Nathan has read the entire Aubrey/Maturin series like four times. I got as far as about the fifteenth book a year or so ago then life got in the way, so I restarted them again this October and I’m back up to number five. It was this series that inspired The Left-Handed Fate, my 1812 nautical fantasy (Fall 2014!). They are–I do not exaggerate–fabulous. They are exciting, they are hilarious, they are heartbreaking. Did you miss the point where I said they are hilarious? At times they are read-out-loud-to-whoever’s-in-the-room hilarious. And my McNally chum Steve Colca, who also happens to work at the series’ U.S. publisher, W.W. Norton, put it beautifully when he said he found them to be some of the best stories of male friendship ever. But did I mention they’re super-exciting? And also hilarious?

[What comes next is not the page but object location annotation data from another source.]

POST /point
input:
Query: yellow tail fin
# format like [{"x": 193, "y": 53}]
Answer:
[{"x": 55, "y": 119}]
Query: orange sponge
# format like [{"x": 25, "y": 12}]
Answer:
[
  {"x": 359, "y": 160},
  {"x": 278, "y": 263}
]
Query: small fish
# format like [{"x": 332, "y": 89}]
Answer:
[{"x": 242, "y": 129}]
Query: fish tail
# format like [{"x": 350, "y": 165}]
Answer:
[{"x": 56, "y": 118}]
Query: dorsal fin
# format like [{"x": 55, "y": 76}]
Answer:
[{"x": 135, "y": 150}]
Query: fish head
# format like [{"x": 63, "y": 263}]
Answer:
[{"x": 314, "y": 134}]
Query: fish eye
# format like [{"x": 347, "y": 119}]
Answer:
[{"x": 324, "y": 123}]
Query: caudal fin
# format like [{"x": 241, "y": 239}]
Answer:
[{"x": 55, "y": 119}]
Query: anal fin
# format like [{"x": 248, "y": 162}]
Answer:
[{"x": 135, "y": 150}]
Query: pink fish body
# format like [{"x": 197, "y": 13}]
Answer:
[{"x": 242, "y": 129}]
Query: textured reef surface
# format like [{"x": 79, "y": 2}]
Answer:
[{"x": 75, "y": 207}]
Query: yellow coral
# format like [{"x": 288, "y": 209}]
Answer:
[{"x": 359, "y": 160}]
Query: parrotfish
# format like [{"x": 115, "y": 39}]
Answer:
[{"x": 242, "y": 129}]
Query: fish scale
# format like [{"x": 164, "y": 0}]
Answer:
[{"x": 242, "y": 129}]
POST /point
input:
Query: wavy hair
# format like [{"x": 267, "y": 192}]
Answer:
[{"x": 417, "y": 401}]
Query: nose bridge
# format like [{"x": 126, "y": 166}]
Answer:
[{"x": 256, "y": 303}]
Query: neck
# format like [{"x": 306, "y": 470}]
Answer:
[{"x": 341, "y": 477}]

Any Which Wall (Laurel Snyder)

This is the one going to some young friends of mine: a few that I think are going to enjoy reading it aloud with their parents and a few that I think will adore reading it all on their own. The description explains that it was Laurel’s homage to Edward Eager and Edith Nesbit, and it took me right back to reading Half Magic as a kid. Except, of course, it’s more than just an homage; Any Which Wall has magic of its own in abundance, as well as whimsical illustrations by Leuyen Pham.

Moby Dick: the Cozy Classics Board Book Edition (Holman and Jack Wang, after Melville) 

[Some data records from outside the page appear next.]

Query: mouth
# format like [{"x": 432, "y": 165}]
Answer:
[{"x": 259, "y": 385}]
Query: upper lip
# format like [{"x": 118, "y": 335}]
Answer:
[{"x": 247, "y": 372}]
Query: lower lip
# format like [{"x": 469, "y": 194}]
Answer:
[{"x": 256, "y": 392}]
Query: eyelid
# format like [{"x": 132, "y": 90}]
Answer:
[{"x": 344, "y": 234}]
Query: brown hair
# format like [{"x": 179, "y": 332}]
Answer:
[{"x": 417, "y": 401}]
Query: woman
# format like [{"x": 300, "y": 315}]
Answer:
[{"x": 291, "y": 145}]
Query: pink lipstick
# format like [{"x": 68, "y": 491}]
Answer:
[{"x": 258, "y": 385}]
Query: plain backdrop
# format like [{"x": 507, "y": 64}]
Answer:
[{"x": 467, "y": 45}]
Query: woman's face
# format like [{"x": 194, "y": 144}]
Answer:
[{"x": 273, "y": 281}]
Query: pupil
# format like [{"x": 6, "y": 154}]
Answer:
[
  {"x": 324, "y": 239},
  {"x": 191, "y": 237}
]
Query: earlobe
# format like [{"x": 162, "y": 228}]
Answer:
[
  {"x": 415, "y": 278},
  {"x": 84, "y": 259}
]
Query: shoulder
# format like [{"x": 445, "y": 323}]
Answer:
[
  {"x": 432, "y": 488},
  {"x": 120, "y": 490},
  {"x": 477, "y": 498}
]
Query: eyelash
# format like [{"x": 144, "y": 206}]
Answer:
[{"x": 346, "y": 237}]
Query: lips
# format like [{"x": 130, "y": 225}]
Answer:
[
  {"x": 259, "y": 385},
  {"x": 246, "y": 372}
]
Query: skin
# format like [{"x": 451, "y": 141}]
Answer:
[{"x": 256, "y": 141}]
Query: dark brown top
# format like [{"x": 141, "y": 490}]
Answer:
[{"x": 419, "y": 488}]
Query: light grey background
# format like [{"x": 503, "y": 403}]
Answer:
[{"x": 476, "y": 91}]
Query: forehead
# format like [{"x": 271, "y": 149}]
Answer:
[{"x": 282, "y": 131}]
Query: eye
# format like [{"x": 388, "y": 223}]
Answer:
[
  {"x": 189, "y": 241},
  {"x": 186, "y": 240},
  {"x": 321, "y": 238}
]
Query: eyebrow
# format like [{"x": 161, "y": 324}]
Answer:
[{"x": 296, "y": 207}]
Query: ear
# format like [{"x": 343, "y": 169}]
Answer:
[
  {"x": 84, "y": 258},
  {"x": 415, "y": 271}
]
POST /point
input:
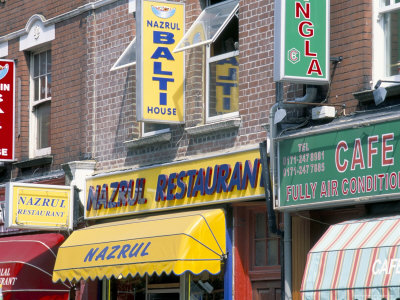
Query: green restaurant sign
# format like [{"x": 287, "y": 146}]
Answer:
[
  {"x": 341, "y": 166},
  {"x": 302, "y": 41}
]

This is going to Younger Nephew Phero, primarily because I think it will make his parents laugh their tails off. Didn’t finish Moby-Dick in time for your holiday Massive Book Club? No problem. Pick up one of these beauties and have all the salient points covered for you in a flash, one word at a time. Plus, the illustration of Angry Ahab is really not to be missed, and his leg gets its very own page.

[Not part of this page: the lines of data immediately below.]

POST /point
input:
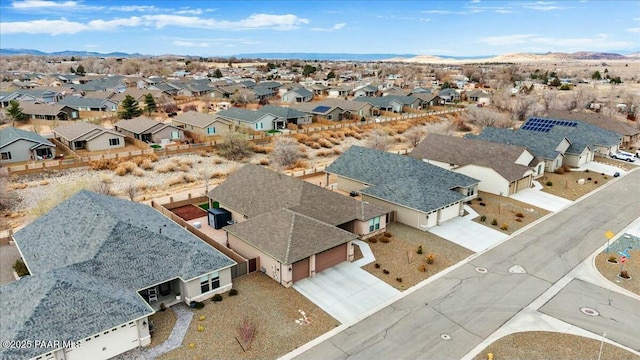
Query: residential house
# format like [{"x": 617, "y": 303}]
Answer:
[
  {"x": 502, "y": 169},
  {"x": 80, "y": 135},
  {"x": 201, "y": 123},
  {"x": 449, "y": 95},
  {"x": 149, "y": 130},
  {"x": 627, "y": 129},
  {"x": 255, "y": 120},
  {"x": 418, "y": 194},
  {"x": 99, "y": 267},
  {"x": 20, "y": 145},
  {"x": 297, "y": 95},
  {"x": 53, "y": 111},
  {"x": 89, "y": 104},
  {"x": 293, "y": 228}
]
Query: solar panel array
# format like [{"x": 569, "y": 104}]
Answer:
[
  {"x": 545, "y": 125},
  {"x": 321, "y": 108}
]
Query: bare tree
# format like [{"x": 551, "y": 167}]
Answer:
[
  {"x": 378, "y": 139},
  {"x": 286, "y": 151},
  {"x": 414, "y": 135}
]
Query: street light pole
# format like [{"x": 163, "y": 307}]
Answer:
[{"x": 601, "y": 344}]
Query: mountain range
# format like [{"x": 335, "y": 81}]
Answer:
[{"x": 516, "y": 57}]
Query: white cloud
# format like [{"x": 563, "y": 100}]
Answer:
[
  {"x": 190, "y": 44},
  {"x": 33, "y": 4}
]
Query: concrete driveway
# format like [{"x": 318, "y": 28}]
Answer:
[
  {"x": 541, "y": 199},
  {"x": 346, "y": 292},
  {"x": 464, "y": 232}
]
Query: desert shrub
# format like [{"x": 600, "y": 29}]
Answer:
[
  {"x": 20, "y": 268},
  {"x": 430, "y": 259}
]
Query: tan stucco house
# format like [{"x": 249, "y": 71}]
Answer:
[
  {"x": 100, "y": 266},
  {"x": 293, "y": 228}
]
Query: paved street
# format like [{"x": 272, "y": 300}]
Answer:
[{"x": 450, "y": 316}]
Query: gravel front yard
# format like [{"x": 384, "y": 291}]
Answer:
[
  {"x": 268, "y": 305},
  {"x": 539, "y": 345},
  {"x": 399, "y": 256}
]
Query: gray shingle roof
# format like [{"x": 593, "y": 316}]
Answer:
[
  {"x": 401, "y": 179},
  {"x": 288, "y": 236},
  {"x": 461, "y": 151},
  {"x": 88, "y": 258},
  {"x": 10, "y": 134}
]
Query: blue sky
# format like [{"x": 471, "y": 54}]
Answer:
[{"x": 223, "y": 28}]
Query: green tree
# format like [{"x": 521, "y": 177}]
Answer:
[
  {"x": 80, "y": 70},
  {"x": 130, "y": 108},
  {"x": 15, "y": 111},
  {"x": 150, "y": 104}
]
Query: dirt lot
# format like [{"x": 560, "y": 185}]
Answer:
[
  {"x": 268, "y": 305},
  {"x": 504, "y": 210},
  {"x": 189, "y": 212},
  {"x": 399, "y": 256},
  {"x": 566, "y": 185},
  {"x": 539, "y": 345}
]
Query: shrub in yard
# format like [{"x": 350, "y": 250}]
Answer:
[
  {"x": 430, "y": 259},
  {"x": 20, "y": 268}
]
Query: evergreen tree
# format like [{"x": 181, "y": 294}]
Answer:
[
  {"x": 150, "y": 104},
  {"x": 15, "y": 111},
  {"x": 130, "y": 108}
]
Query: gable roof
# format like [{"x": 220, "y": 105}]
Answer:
[
  {"x": 462, "y": 151},
  {"x": 82, "y": 131},
  {"x": 288, "y": 236},
  {"x": 89, "y": 256},
  {"x": 254, "y": 190},
  {"x": 10, "y": 134},
  {"x": 401, "y": 179}
]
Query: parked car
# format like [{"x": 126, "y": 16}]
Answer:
[{"x": 624, "y": 156}]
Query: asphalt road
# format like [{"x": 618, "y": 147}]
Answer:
[{"x": 450, "y": 316}]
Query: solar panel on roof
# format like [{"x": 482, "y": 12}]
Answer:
[{"x": 321, "y": 108}]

The Dark is Rising Boxed Set (Susan Cooper) 

It’s winter, therefore The Dark is Rising. Enough said. (Although if you require a lengthier explanation, it’s here.) Get the set for someone who loves fantasy and mythology and beautifully atmospheric writing, and then tell that lucky recipient to start immediately with the second book, from which the series takes its name, then go back to Over Sea, Under Stone afterward. Nothing’s lost by reversing the order of the first two, and everything is gained by reading the book The Dark is Rising right now, between Midwinter and Twelfth Night, when the events of the story take place. Now if only it would flipping snow…

And of course, since it’s a these-make-great-gifts post, it wouldn’t really make sense for me not to remind you that, you know, The Broken Lands was just listed on Kirkus’s list of the 100 best teen books of 2012 as well as gift round-ups from sites as varied as From the Mixed-Up Files of Middle Grade Authors and Adafruit, and The Kairos Mechanism comes recommended in BoingBoing’s Gift Guide (I suspect, but cannot confirm, that there might be a link there whereby you can get The Kairos Mechanism for five bucks from McNally Jackson if you also purchase The Broken Lands). And there are also some potentially fun gifties in the way of thank yous to be found in the Arcana Shop right here. No big deal. I’m just saying.

Merry Christmas, Happy Hanukkah, and in general the happiest of holidays to all, with love!